Hischâm el-Machzümi erzählt: Ich kam zu meinem Gebieter Husein, als er mit der Anordnung zur Abreise nach 'Irak beschäftigt war; ich trat bei ihm ein und redete ihn an: о Sohn des Gottgesandten! ich komme zu dir mit einer Warnung. Sprich, sagte er, denn ich habe dich niemals für unaufrichtig gehalten. — Ich fuhr also fort : о mein Gebieter! ich habe erfahren, dass du nach Kufa reisen willst; ich bin bei dieser deiner Reise für dich sehr besorgt, weil du in ein Land kommst, wo Regierungs- und Verwaltungs-Beamte sind, welche Schatzkammern zur Verfügung haben; die Menschen tun nun einmal nichts ohne klingende Münze und ich glaube nicht, dass die, welche dir schrieben und dir ihre Unterstützung versprochen haben, für dich gegen deine Feinde kämpfen werden. — Husein erwiderte: Möge es dir vergolten werden, mein Oheim, du hast mich gewarnt und meinst es gut, ich werde deinem Rate und deiner Warnung folgen, du bist mir ein zuverlässiger Rathgeber. — Hischâm erzählt weiter: Ich verließ ihn nun und trat bei el-Hârith ben Chalaf ben Fajjâdh ein, der fragte mich : bist du bei Husein gewesen? — Ja! — Was hast du ihm gesagt und was hat er dir geantwortet? — Ich sagte so und so, und er antwortete so und so. — Du hast ihn gewarnt und beim Herrn der Ka'ba ! der Rath, den du ihm erteilt hast, wird ein Segen werden, wenn er ihn annimmt.

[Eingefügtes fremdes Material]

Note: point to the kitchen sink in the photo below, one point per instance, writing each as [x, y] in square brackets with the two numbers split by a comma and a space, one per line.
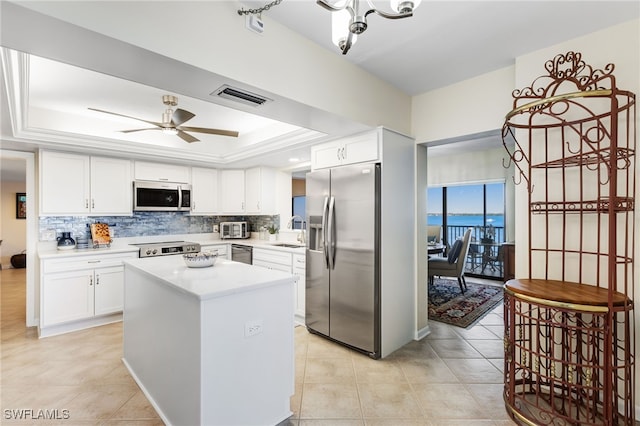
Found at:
[287, 245]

Auch Abdallah ben el-'Abbas kam zu Husein und sprach zu ihm: lieber Vetter, ich habe erfahren, dass du nach 'Irak reisen willst, erkläre mir deutlich, was du zu tun gedenkst. Er antwortete: Ich habe beschlossen in den nächsten zwei Tagen, so Gott will, abzureisen. — Ja, wenn du zu Leuten gehen willst, die ihren Emir getötet haben, ihre Feinde am Leben lassen und ruhig in ihrem Lande bleiben, dann reise zu ihnen, und da sie dies getan haben, so rufen sie dich zu einem schimpflichen Kriege und einer schändlichen Regierung , und ich will dir nicht dafür stehen, dass sie dich hintergehen und im Stich lassen. Er beschwor ihn bei Gott und seinem Erbarmen nicht auszuziehen, aber er wollte nicht anders, und jener verließ ihn.

Zuletzt erschien auch Abdallah ben el-Zubeir bei ihm und redete eine Stunde mit ihm, dann sagte er: Ich weiß nicht aus welchem Grunde wir die Regierung, die sich ein anderer angemaßt hat, aufgeben sollten, da wir dazu mehr berechtigt und geeignet sind. Husein erwiderte: Mein Gefühl hat mir gesagt, dass ich nach Kufa reisen müsse, und ich habe an meine Anhänger und die vornehmen Bewohner von Kufa geschrieben, dass ich zu ihnen kommen würde. Ibn el-Zubeir bemerkte: Wenn ich eine solche Partei hätte wie du , würde ich sie mit nichts anderem vertauschen; und da er fürchtete, dass dies verdächtig klingen möchte, setzte er hinzu: bei Gott! wenn du in Hi'gaz bleiben und hier die Regierung übernehmen wolltest, so würde es dir nicht schwer werden. Dann erhob er sich und ging von ihm fort, und Husein sprach bei sich: Ja, das wäre für ihn das leichteste, wenn ich von Medina nach 'Irak ginge, damit er Hi'gaz für sich allein behielte.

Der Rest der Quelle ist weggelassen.